The American Medical Association, for example, released a statement titled “Police brutality must stop” in which they also highlighted the negative impact on health that these policies produce:
"Police violence is a striking reflection of our American legacy of racism—a system that assigns value and structures opportunity while unfairly advantaging some and disadvantaging others based on their skin color and “saps the strength of the whole society through the waste of human resources,” as described by leading health equity expert Camara Jones, MD, MPH, PhD. Importantly, racism is detrimental to health in all its forms.”
My alma mater, Johns Hopkins, issued a statement which amongst other things, said this:
"Because we are all intricately connected by our common humanity, if one segment of our community is hurting, it adversely impacts all of us. This is not just an issue for African Americans; it is an issue that threatens the future for all Americans.”
The American Society for Clinical Pathologists issued a statement which did not mince words, saying:
"Profiling any person related to his or her race, religion or ethnicity, socioeconomic status, gender, exceptionalities, language or sexual orientation is incomprehensible within an intellectual and civilized society. Respect for others is a human right, and we will not tolerate differential treatment of any human, not their outside skin color nor their inside genetic makeup. This country is founded on the principles of freedom and an inalienable right that all people are created equal and should be treated as such.”
They also comment: “If we do not speak out against systemic racism and discrimination, we are complicit in perpetuating it.”
And I ask: what does it mean to speak out? I have been in rooms where people in power are making inappropriate comments about patients and colleagues, or where someone was not considered for a position because of their nationality. Sometimes I was in a position to say something, other times, I was fearful. I think it is time for people like me to stop being afraid, and to make noise in those situations. But more important than speaking out with my voice, is to lift the voices of people with the lived experiences that can help others who look like me to understand where all of this pain and anger are coming from. It is the police brutality. (But that’s the tip of this iceberg).

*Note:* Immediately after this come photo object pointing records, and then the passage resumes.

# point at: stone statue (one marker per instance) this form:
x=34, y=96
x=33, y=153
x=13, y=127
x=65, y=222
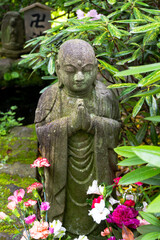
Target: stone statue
x=13, y=34
x=77, y=127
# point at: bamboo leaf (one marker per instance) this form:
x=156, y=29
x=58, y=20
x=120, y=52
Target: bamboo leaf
x=139, y=69
x=122, y=85
x=51, y=65
x=151, y=11
x=146, y=27
x=154, y=206
x=100, y=39
x=138, y=106
x=141, y=133
x=139, y=175
x=114, y=31
x=109, y=67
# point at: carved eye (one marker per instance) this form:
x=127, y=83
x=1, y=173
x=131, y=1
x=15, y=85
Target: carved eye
x=88, y=68
x=70, y=68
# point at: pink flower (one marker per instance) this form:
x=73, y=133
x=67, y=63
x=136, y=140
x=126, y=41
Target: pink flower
x=93, y=14
x=96, y=200
x=45, y=206
x=39, y=230
x=129, y=203
x=11, y=205
x=139, y=183
x=2, y=215
x=34, y=186
x=30, y=219
x=80, y=14
x=116, y=181
x=124, y=215
x=17, y=196
x=40, y=162
x=30, y=203
x=106, y=232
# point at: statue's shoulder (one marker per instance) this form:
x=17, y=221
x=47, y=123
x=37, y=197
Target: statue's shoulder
x=46, y=102
x=103, y=92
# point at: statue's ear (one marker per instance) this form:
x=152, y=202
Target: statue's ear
x=57, y=66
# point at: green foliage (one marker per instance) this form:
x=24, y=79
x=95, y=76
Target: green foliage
x=8, y=121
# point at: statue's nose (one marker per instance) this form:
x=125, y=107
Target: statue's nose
x=79, y=76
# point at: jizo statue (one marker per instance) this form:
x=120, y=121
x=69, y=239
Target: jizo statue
x=77, y=127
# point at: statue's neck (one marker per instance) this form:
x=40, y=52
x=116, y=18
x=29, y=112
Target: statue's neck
x=82, y=94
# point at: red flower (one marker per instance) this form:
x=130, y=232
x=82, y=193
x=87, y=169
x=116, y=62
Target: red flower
x=96, y=200
x=34, y=186
x=40, y=162
x=129, y=203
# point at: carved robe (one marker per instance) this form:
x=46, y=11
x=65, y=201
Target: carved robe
x=76, y=159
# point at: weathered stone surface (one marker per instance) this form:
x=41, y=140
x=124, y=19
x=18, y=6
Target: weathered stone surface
x=77, y=123
x=13, y=35
x=19, y=146
x=36, y=18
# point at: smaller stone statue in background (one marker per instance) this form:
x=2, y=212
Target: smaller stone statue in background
x=13, y=35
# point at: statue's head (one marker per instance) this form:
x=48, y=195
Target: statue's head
x=76, y=66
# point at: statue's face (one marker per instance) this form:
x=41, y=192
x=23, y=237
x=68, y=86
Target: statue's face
x=78, y=74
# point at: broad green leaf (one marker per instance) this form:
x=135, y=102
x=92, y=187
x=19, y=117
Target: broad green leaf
x=123, y=53
x=150, y=218
x=153, y=180
x=139, y=69
x=131, y=138
x=131, y=161
x=154, y=206
x=153, y=118
x=149, y=37
x=113, y=14
x=141, y=133
x=111, y=1
x=114, y=31
x=153, y=134
x=151, y=11
x=100, y=39
x=147, y=93
x=150, y=154
x=139, y=175
x=138, y=106
x=122, y=85
x=69, y=3
x=125, y=151
x=146, y=27
x=126, y=6
x=148, y=228
x=151, y=236
x=108, y=67
x=150, y=79
x=137, y=13
x=127, y=91
x=84, y=28
x=51, y=65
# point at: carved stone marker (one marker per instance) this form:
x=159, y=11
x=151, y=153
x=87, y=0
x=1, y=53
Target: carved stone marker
x=77, y=127
x=36, y=17
x=13, y=35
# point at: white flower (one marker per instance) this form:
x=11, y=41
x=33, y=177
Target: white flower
x=81, y=237
x=59, y=231
x=94, y=189
x=99, y=212
x=113, y=201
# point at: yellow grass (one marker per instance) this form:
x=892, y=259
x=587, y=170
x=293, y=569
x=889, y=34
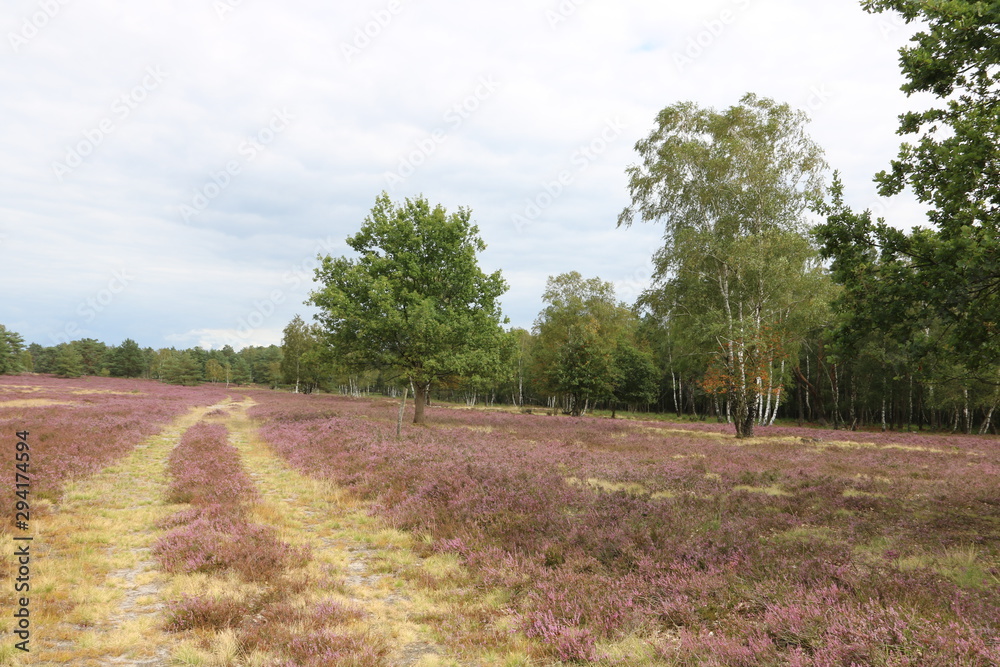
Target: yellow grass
x=96, y=590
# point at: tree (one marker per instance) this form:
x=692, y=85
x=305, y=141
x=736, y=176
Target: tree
x=948, y=274
x=414, y=301
x=240, y=372
x=636, y=375
x=127, y=360
x=11, y=346
x=68, y=362
x=296, y=341
x=93, y=353
x=731, y=189
x=577, y=333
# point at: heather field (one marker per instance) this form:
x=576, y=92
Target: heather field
x=195, y=526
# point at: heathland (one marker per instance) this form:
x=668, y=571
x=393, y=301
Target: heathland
x=200, y=526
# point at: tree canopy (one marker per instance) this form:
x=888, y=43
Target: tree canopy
x=414, y=300
x=935, y=288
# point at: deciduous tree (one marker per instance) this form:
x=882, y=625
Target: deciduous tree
x=731, y=189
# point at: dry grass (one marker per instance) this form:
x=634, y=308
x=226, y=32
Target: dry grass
x=33, y=403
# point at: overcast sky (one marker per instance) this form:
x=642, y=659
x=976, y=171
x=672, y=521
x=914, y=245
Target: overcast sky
x=171, y=169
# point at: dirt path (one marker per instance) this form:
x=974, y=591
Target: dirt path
x=356, y=556
x=96, y=587
x=100, y=596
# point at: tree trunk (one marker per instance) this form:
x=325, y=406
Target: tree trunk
x=986, y=423
x=419, y=401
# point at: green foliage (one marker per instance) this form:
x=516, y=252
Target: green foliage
x=303, y=358
x=414, y=301
x=949, y=273
x=127, y=360
x=182, y=368
x=636, y=376
x=577, y=333
x=67, y=362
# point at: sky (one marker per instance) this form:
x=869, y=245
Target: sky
x=172, y=169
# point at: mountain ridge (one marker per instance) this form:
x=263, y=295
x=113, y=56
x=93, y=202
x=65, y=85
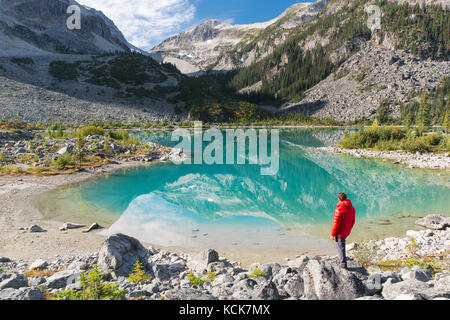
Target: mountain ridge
x=39, y=27
x=210, y=46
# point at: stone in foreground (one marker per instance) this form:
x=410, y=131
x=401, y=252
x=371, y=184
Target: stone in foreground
x=434, y=221
x=119, y=254
x=325, y=281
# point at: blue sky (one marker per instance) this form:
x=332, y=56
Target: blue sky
x=241, y=11
x=145, y=23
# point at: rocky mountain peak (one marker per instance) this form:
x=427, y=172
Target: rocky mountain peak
x=208, y=46
x=39, y=27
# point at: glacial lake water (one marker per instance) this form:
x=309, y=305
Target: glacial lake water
x=234, y=207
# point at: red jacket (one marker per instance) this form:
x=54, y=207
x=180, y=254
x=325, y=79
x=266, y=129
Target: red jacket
x=344, y=219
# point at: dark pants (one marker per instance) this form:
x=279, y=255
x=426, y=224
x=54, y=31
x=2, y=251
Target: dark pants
x=340, y=244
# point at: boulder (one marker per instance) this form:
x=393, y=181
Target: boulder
x=434, y=221
x=152, y=287
x=218, y=267
x=201, y=261
x=35, y=281
x=68, y=148
x=161, y=272
x=266, y=291
x=442, y=281
x=326, y=281
x=243, y=289
x=35, y=228
x=392, y=290
x=93, y=226
x=223, y=279
x=69, y=225
x=62, y=279
x=298, y=262
x=39, y=264
x=15, y=281
x=416, y=273
x=187, y=294
x=294, y=287
x=119, y=253
x=270, y=268
x=21, y=294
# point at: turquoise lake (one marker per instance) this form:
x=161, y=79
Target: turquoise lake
x=234, y=207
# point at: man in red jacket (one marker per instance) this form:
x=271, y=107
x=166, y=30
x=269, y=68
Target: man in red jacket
x=344, y=220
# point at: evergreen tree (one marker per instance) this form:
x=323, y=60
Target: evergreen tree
x=446, y=123
x=423, y=118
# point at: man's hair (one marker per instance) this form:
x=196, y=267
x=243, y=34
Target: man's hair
x=342, y=196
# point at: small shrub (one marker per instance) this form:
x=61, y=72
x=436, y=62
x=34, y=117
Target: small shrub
x=40, y=273
x=139, y=275
x=62, y=161
x=364, y=254
x=412, y=247
x=90, y=131
x=195, y=280
x=92, y=288
x=414, y=145
x=210, y=277
x=257, y=273
x=433, y=139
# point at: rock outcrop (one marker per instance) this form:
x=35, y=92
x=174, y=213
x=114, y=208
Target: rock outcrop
x=306, y=279
x=120, y=253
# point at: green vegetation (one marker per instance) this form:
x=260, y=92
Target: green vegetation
x=435, y=264
x=394, y=138
x=286, y=82
x=257, y=273
x=138, y=275
x=63, y=70
x=197, y=280
x=63, y=161
x=92, y=288
x=22, y=61
x=430, y=110
x=421, y=30
x=365, y=254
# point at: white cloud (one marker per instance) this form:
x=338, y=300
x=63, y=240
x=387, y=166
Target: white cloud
x=145, y=23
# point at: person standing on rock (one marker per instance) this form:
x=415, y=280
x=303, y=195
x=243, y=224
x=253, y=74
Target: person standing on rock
x=344, y=220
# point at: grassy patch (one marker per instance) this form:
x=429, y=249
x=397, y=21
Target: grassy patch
x=388, y=138
x=139, y=275
x=257, y=273
x=92, y=288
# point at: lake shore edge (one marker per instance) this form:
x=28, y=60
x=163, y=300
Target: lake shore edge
x=439, y=161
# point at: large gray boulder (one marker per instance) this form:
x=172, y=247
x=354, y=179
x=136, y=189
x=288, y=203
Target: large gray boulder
x=295, y=287
x=326, y=281
x=21, y=294
x=416, y=273
x=243, y=289
x=266, y=291
x=15, y=281
x=119, y=253
x=200, y=261
x=187, y=294
x=434, y=221
x=62, y=279
x=442, y=281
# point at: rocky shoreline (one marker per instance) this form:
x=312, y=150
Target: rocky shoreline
x=207, y=276
x=411, y=160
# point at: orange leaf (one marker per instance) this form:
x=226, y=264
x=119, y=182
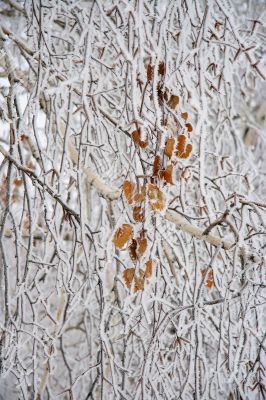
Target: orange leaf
x=184, y=115
x=140, y=196
x=137, y=140
x=142, y=246
x=155, y=197
x=161, y=68
x=138, y=214
x=133, y=250
x=166, y=174
x=189, y=127
x=156, y=165
x=169, y=147
x=174, y=100
x=128, y=188
x=122, y=235
x=187, y=152
x=148, y=272
x=139, y=282
x=128, y=276
x=181, y=140
x=18, y=181
x=149, y=72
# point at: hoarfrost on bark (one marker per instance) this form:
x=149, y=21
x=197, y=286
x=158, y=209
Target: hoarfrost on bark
x=132, y=198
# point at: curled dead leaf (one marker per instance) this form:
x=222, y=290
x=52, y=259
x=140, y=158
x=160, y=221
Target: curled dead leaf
x=167, y=174
x=128, y=188
x=169, y=147
x=128, y=276
x=156, y=165
x=122, y=235
x=138, y=214
x=173, y=102
x=155, y=197
x=148, y=271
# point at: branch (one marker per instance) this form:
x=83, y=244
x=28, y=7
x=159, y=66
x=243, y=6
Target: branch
x=31, y=174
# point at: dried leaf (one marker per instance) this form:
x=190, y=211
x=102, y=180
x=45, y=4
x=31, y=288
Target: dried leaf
x=122, y=235
x=138, y=214
x=136, y=136
x=128, y=188
x=184, y=115
x=142, y=246
x=128, y=276
x=137, y=140
x=209, y=282
x=18, y=181
x=181, y=140
x=160, y=91
x=139, y=282
x=167, y=173
x=189, y=127
x=133, y=250
x=140, y=196
x=174, y=100
x=187, y=152
x=156, y=165
x=169, y=147
x=161, y=68
x=155, y=197
x=148, y=272
x=149, y=72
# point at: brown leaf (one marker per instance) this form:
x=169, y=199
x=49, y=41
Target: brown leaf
x=128, y=188
x=122, y=235
x=149, y=72
x=142, y=246
x=140, y=196
x=148, y=272
x=155, y=197
x=161, y=68
x=187, y=152
x=184, y=115
x=181, y=140
x=189, y=127
x=138, y=214
x=156, y=165
x=133, y=250
x=128, y=276
x=18, y=181
x=167, y=173
x=139, y=282
x=174, y=100
x=137, y=140
x=136, y=136
x=169, y=147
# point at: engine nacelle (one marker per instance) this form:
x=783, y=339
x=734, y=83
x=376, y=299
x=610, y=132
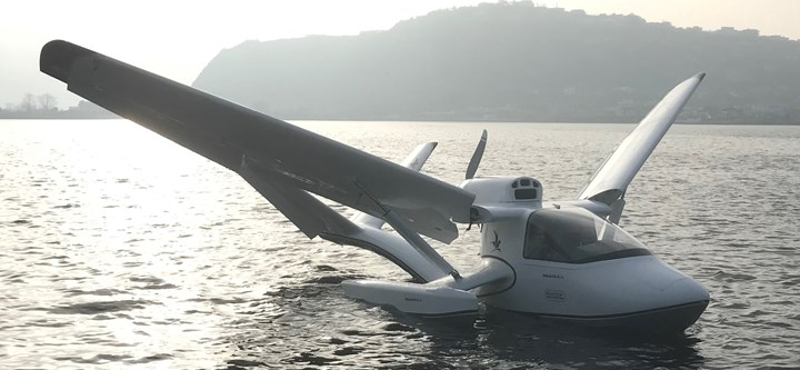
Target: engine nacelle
x=506, y=189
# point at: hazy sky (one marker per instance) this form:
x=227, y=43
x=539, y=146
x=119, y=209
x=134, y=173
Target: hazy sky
x=178, y=38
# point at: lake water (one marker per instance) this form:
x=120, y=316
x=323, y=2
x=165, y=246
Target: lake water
x=122, y=250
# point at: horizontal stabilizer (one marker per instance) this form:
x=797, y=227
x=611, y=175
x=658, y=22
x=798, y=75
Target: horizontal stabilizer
x=224, y=132
x=414, y=161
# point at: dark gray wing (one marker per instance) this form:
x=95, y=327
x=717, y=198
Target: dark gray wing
x=228, y=133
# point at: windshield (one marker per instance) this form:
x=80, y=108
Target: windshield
x=576, y=236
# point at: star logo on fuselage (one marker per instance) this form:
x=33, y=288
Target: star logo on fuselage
x=496, y=242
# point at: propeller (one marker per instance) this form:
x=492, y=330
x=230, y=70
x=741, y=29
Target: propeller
x=476, y=157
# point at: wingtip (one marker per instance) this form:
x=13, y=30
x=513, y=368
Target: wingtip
x=700, y=76
x=57, y=56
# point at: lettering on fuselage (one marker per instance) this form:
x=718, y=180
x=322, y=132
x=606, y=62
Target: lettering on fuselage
x=554, y=295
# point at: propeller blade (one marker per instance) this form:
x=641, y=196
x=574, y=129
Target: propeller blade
x=476, y=156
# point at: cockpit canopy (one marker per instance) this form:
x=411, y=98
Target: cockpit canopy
x=575, y=235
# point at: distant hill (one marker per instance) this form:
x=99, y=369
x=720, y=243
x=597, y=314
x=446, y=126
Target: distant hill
x=513, y=62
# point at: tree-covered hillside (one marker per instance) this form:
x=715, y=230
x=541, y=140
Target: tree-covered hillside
x=515, y=62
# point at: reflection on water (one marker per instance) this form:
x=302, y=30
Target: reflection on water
x=122, y=250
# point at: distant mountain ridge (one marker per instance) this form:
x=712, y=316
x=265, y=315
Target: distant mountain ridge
x=513, y=62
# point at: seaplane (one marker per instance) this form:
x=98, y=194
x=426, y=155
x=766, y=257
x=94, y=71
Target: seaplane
x=563, y=260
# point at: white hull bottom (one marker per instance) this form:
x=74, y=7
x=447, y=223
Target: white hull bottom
x=673, y=319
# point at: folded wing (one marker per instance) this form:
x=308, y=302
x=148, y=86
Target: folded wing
x=609, y=182
x=268, y=148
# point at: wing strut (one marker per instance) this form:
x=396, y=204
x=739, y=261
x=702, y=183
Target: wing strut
x=412, y=237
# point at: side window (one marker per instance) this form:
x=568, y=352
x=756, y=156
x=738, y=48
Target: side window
x=539, y=245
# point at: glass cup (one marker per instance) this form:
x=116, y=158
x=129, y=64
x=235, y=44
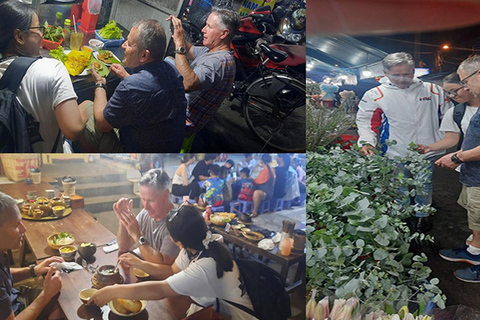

For example: Dr. Sandy Charles, a cardiologist in Charlotte, NC, tweeted about the experience of her husband, who is African American and also a physician. He is pulled over with regularity, sometimes approached with an aggressive stance by law enforcement officers, and feels the need to go out and about wearing scrubs in order to publicly identify himself as a physician in the hopes that those in power will treat him with respect. Let me be clear: all people deserve respect, and just because someone is a physician doesn’t mean they deserve more. But I have no idea what it is like to be afraid when I leave the house, or to fear that my children will be presumed guilty because of the way that they look.
These are the experiences that need to be spoken out loud, for everyone to hear. And I just hope that in the midst of nationwide anxiety over a pandemic, that everyone is listening.